Hello Sanjay...
Under the PF Act, an organization is applicable when it has 20 or more employees...
So once the company is covered under PF Act (whenever it employed 20+ employees) then the company continues to be covered under PF Act even if the employment drops below 20 at any given time.
Similarly, an employee is eligible to PF contribution if at the time of joining (or introduction of such policy) the basic+da of that employee is less than or equal to 6500.
Meaning to say that all employees whose basic is less than 6500 (irrespective of gross/ctc) are covered under pf act and the contribution would be -
12% of basic by employee
12% + 1.61% of basic by employer which is distributed as -
a) 8.33% to pension scheme
b) 3.67% to PF fund
c) 1.1% PF and pension account handling chrges
d) 0.5% EDIL plan
e) 0.01% EDIL account handling charges
So if the person's basic is 3000, PF contributions would be
Employee - 12% of 3000 = 360
Employer -
a) Pension.................................... 249.90 i.e. 250
b) PF............................................. 191.1 i.e. 191
c) PF and Pension a/c handling.... 33
d) EDIL.......................................... 15
e) EDIL a/c handling..................... 0.30 (rounded off to nearest currency possible)
Hope this cleared your doubt.
Now if at any point the employee's salary is revised upward, then also the employee continue to remain covered under PF act and a bare minimum of 12% of 6500 ought to be contributed by both parties.
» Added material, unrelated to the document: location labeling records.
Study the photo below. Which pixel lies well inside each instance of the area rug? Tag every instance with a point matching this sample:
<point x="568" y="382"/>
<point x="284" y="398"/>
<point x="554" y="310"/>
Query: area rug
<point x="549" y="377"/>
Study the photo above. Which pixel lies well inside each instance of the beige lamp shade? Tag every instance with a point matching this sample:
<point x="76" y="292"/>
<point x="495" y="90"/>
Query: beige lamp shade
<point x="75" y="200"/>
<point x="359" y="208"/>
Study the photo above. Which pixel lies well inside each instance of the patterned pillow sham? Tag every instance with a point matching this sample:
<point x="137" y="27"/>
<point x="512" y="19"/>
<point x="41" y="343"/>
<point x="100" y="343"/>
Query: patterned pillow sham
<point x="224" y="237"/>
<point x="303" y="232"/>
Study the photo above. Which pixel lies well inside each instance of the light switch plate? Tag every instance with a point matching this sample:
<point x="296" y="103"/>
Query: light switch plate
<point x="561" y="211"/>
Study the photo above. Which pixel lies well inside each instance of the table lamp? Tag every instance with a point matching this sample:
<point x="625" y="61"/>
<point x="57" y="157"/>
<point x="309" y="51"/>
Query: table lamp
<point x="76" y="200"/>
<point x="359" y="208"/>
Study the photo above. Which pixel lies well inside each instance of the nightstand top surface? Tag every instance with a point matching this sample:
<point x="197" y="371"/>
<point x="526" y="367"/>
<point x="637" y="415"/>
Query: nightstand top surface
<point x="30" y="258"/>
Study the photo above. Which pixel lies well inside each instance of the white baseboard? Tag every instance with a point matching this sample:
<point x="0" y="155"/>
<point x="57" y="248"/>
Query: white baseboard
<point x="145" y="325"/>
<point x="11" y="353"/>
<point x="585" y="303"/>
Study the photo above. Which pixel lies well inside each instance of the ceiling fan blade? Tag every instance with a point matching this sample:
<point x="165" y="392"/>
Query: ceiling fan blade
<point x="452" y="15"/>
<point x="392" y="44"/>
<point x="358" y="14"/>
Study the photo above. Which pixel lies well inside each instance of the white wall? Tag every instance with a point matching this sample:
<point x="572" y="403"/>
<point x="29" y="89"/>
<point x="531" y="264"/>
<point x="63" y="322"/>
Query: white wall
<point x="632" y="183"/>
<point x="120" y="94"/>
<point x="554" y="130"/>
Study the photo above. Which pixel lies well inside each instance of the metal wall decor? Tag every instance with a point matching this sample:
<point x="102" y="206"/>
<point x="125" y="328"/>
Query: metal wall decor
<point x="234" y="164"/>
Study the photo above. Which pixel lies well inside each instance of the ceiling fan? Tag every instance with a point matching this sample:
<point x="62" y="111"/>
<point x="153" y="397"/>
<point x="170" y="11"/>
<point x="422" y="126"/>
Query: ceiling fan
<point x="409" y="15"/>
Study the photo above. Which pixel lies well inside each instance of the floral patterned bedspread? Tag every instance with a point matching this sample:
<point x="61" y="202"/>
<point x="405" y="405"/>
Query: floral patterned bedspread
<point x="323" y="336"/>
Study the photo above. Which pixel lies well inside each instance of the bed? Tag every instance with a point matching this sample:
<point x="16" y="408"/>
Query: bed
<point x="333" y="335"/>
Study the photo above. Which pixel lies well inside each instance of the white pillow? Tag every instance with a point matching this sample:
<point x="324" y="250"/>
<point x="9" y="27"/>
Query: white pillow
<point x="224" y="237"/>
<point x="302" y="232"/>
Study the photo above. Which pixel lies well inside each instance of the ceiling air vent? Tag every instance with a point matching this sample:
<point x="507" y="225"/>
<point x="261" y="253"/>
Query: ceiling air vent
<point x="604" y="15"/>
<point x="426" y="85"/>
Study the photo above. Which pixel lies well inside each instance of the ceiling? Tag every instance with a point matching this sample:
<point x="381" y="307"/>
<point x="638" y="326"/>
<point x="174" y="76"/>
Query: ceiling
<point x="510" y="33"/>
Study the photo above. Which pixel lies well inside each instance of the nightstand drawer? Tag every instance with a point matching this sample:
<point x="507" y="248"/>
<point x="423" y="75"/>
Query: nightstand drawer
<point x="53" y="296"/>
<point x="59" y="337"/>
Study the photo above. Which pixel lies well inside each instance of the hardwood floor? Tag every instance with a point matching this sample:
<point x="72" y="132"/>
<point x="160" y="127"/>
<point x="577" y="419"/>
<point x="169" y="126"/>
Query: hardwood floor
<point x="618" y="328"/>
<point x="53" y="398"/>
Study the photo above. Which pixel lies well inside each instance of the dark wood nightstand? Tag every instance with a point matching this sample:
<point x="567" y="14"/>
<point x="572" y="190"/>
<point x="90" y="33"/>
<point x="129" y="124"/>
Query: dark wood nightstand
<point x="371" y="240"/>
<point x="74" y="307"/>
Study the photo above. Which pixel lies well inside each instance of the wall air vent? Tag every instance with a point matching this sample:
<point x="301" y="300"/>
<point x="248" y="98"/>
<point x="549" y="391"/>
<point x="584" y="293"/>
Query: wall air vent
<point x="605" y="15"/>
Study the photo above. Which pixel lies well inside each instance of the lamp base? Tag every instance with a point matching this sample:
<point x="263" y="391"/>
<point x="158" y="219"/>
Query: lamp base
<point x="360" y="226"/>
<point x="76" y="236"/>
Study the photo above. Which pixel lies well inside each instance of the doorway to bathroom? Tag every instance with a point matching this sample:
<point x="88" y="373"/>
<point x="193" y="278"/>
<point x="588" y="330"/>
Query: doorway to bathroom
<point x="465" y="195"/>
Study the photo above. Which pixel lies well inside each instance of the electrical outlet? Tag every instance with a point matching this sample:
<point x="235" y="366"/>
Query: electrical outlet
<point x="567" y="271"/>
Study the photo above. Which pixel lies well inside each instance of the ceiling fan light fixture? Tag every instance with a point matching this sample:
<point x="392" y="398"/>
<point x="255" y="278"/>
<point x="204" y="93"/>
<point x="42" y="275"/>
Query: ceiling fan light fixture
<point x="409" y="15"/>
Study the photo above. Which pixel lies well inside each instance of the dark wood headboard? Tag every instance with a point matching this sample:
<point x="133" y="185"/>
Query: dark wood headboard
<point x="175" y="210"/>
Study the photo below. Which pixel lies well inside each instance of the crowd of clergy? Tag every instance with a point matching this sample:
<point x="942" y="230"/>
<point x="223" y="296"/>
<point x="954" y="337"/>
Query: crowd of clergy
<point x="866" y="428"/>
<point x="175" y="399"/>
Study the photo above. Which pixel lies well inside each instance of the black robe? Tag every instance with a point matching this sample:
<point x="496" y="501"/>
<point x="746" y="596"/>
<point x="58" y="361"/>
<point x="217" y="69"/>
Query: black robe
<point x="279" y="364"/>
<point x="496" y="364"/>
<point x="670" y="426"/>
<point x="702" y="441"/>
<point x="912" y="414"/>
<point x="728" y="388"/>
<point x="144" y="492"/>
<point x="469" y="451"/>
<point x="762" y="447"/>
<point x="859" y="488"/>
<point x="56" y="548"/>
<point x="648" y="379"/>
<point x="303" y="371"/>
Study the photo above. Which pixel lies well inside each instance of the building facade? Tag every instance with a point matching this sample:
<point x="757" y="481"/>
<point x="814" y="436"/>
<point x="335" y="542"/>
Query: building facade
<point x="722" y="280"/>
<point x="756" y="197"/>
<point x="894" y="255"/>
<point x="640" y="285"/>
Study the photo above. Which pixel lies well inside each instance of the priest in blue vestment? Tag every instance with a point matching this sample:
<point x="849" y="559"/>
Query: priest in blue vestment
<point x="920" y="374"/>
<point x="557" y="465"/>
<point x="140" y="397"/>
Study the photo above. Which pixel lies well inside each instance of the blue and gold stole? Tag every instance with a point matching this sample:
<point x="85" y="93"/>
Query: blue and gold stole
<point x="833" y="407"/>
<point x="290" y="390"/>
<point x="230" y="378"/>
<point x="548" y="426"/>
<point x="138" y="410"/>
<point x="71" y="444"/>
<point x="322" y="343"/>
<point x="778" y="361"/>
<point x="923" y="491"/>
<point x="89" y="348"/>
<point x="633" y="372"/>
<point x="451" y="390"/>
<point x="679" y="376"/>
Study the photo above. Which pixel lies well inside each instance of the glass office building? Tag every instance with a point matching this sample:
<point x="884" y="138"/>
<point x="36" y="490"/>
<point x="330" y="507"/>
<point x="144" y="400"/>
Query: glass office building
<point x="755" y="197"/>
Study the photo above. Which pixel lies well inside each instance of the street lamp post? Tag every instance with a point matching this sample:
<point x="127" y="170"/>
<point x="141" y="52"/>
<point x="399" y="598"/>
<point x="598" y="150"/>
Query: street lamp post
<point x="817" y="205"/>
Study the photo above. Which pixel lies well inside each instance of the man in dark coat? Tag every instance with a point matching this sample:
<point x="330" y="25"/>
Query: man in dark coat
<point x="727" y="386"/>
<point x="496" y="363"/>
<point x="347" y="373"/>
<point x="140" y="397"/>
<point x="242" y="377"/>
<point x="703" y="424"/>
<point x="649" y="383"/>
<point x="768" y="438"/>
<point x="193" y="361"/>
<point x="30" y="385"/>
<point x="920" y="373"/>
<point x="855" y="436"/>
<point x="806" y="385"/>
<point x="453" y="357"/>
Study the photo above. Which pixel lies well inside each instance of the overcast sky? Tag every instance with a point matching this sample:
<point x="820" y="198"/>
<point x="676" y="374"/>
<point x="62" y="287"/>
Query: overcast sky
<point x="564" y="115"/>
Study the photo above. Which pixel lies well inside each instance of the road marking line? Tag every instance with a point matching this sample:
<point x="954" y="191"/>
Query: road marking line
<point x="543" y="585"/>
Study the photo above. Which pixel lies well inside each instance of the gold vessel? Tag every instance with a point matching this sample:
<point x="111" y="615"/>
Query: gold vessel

In such cases a bare minimum of 780 Rs p, is to be contributed by each party.
Secondly - Ideally a person who is getting 20,000 as monthly gross and getting just 3000 as Basic, is something fishy. Obviously the basic amount will depend on the components to be given and other factors, yet it will rise concern as accordingly to normal practice, we find basic close to 40% of gross.
Hope this was able to clear your doubts.